Bis auf ein, zwei Ausnahmen habe ich das "man" auch nur an Stellen eingesetzt, an denen meiner Meinung nach das "wir" nicht gepasst hätte, also Konjunktive und Verallgemeinerungen, die nichts direkt mit der aktuellen Berechnung hier und jetzt zu tun haben.
("man kann dann leicht nachprüfen, dass...", "Betrachtet man die beiden Tabellen, so erkennt man...", "Es wird beschrieben, wie man ... berechnen kann.")
Gualtiero Auf diesen Beitrag antworten »

Es freut mich - der ich sowohl von Mathematik als auch ganz allgemein von Literatur und Sprachen begeistert bin - außerordentlich, dass sich Mathematiker auch Gedanken zum Sprachstil machen und die auch noch so gut zum Ausdruck bringen.
Mir gefällt das "Wir" sehr gut, weil es die gemeinsame Gedankenarbeit des Autors als auch aller Lesenden voraussetzt.
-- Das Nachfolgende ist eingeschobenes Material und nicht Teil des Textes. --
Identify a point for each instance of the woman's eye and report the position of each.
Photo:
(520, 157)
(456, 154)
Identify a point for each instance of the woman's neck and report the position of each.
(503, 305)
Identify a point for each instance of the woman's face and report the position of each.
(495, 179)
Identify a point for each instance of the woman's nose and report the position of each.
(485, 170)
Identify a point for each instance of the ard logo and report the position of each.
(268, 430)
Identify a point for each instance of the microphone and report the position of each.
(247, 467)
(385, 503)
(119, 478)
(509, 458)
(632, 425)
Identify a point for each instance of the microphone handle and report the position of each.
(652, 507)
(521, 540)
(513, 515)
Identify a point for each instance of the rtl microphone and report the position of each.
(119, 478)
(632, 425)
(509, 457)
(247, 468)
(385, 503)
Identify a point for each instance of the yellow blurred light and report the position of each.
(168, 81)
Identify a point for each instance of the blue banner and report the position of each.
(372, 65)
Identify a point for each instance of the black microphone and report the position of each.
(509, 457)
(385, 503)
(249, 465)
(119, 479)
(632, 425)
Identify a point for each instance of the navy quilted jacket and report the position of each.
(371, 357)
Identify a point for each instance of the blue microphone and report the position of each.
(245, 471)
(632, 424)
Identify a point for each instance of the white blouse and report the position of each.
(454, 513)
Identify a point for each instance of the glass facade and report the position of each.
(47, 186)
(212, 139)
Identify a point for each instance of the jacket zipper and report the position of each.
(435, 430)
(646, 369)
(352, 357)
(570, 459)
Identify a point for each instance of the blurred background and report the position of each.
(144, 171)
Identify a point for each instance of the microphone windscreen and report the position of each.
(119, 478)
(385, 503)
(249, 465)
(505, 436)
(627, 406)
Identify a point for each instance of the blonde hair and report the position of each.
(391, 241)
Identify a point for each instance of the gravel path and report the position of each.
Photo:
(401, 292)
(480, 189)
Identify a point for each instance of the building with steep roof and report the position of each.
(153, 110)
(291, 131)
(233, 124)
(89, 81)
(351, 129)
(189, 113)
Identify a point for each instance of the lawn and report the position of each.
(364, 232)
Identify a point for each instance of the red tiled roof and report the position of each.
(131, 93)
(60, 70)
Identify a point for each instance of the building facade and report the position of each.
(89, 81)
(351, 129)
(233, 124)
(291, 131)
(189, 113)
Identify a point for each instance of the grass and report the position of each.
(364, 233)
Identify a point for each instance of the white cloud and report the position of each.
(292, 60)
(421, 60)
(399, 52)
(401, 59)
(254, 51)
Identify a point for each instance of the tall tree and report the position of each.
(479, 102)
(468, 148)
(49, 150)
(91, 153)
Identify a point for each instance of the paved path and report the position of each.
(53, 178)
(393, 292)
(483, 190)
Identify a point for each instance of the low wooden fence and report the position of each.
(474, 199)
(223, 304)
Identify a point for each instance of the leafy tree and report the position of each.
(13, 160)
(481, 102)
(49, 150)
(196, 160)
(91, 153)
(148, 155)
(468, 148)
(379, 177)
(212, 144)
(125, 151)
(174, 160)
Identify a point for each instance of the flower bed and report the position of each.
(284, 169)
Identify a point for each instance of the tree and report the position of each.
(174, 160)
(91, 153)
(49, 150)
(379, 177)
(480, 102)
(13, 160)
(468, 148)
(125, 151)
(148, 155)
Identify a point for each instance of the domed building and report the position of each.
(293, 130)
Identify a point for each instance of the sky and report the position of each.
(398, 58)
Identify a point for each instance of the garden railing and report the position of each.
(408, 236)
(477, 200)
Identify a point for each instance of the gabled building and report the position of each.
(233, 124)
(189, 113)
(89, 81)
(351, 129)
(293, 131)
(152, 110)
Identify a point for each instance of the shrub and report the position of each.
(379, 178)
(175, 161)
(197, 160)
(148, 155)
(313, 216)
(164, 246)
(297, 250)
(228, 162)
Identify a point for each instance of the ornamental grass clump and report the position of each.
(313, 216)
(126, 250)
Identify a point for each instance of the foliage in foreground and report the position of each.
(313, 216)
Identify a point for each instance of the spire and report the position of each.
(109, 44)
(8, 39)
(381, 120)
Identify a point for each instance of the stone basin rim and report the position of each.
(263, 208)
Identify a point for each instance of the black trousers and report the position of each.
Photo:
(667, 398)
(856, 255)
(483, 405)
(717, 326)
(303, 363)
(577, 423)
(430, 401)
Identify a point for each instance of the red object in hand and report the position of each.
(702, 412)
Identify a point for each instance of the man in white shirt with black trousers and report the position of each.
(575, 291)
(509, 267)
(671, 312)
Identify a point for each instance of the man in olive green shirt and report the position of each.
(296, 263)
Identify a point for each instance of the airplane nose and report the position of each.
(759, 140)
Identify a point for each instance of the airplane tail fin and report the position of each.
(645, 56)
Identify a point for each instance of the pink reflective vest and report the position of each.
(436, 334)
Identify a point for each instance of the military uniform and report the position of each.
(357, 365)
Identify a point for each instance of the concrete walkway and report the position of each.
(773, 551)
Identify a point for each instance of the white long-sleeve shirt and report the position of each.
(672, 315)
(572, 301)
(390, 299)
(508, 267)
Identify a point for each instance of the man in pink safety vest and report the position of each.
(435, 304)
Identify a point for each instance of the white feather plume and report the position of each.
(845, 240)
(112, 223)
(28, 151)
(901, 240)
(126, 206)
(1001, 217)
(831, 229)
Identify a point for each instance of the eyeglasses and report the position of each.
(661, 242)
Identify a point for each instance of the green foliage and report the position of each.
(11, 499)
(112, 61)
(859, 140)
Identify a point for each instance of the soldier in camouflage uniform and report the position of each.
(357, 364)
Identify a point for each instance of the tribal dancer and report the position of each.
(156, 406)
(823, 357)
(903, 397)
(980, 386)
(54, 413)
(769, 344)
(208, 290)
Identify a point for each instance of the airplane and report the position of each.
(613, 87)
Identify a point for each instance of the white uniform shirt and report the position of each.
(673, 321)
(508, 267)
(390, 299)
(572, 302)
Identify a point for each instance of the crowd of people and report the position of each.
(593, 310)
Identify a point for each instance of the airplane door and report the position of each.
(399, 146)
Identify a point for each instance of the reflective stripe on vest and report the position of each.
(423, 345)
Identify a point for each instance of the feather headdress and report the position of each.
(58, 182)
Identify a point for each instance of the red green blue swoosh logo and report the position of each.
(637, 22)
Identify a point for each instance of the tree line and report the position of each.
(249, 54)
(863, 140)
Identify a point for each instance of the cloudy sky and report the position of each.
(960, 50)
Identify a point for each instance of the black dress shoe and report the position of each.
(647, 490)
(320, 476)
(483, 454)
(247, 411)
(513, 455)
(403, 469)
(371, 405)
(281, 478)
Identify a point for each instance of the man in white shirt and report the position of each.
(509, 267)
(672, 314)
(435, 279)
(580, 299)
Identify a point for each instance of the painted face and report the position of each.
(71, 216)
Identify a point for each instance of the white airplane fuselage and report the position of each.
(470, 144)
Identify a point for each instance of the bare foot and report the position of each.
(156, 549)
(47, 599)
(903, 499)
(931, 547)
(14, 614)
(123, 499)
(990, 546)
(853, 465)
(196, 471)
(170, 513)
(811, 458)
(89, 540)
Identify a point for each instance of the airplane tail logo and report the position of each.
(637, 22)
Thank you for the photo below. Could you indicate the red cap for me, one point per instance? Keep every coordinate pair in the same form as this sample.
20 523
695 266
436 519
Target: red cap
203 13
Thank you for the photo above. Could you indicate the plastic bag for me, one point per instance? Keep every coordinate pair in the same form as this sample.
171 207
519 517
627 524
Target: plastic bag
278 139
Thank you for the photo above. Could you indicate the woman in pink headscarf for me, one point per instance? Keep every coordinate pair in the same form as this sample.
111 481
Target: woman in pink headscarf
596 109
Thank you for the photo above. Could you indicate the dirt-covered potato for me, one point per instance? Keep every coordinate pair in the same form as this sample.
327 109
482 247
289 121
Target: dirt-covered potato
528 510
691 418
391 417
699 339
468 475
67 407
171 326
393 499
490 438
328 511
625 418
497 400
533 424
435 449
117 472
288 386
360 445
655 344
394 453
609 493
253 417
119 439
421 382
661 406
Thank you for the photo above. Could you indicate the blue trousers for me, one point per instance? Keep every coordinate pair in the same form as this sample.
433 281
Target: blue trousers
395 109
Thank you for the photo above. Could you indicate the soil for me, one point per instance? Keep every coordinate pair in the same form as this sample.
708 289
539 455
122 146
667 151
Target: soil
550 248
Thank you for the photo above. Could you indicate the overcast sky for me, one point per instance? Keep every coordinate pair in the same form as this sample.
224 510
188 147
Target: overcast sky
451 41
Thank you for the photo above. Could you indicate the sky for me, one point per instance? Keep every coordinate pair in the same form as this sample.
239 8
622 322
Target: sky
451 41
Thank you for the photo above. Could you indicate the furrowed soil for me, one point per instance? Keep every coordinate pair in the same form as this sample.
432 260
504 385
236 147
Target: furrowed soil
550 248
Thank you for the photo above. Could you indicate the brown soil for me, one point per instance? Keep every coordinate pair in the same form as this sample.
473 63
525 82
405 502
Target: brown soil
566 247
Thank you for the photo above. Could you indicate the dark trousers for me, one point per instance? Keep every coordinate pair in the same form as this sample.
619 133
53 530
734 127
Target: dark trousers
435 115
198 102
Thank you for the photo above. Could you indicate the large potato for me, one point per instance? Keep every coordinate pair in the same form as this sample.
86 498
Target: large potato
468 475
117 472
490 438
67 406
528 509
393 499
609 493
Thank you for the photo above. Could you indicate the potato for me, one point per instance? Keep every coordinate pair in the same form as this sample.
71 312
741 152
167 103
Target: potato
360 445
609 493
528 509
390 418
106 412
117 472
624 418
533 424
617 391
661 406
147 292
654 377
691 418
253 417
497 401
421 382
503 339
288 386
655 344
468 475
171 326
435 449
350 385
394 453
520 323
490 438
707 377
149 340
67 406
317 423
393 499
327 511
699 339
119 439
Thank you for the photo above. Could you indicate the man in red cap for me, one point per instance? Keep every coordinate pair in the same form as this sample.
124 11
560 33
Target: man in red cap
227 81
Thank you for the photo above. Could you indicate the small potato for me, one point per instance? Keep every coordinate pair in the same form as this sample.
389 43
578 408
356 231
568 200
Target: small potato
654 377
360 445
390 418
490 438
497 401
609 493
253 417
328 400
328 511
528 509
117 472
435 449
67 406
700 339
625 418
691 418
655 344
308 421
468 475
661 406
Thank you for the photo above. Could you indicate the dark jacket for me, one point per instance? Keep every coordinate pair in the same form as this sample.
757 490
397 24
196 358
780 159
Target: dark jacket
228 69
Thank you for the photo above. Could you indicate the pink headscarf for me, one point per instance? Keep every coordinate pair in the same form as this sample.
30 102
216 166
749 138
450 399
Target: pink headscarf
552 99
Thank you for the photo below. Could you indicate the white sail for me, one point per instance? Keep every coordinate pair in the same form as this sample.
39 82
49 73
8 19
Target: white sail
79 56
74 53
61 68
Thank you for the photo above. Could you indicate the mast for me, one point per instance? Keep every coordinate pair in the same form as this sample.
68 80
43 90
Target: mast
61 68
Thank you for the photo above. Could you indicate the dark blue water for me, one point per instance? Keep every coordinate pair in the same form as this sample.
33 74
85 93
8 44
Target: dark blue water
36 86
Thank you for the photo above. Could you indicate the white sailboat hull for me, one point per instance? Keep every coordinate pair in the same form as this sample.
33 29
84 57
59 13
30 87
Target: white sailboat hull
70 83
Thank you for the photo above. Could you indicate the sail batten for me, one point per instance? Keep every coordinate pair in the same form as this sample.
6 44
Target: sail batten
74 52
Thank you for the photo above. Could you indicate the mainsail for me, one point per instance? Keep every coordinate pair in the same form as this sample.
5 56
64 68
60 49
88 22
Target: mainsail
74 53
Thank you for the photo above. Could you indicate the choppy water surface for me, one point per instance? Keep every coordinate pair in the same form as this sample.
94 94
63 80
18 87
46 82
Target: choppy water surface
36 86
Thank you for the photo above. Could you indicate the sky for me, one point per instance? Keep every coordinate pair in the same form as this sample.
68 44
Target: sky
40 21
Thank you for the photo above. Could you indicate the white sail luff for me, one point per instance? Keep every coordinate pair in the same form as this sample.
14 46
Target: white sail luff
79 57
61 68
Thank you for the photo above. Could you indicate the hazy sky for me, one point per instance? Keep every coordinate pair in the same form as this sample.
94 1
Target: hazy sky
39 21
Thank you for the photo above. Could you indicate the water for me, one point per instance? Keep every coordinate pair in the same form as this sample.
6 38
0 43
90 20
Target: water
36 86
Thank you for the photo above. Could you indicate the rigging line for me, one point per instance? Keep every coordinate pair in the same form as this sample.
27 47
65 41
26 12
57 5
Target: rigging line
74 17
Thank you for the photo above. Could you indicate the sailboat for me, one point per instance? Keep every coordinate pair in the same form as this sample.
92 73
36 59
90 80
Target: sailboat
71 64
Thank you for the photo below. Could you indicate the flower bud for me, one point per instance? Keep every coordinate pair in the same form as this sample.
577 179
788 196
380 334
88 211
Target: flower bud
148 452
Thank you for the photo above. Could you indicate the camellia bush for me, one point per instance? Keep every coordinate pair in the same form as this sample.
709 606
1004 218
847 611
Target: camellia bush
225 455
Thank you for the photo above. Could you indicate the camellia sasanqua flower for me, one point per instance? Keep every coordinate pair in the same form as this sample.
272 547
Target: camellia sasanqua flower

Ich würde aber keine starre Regel daraus ableiten und mich überhaupt nicht an gelegentlichen anderen Formulierungen (wie Reksilat und Ben Sisko zeigen) stoßen.

Wenn sich natürlich ein Professor da querlegt, ist das wieder ein eigenes Problem, das wahrscheinlich nur mit ihm gelöst werden kann.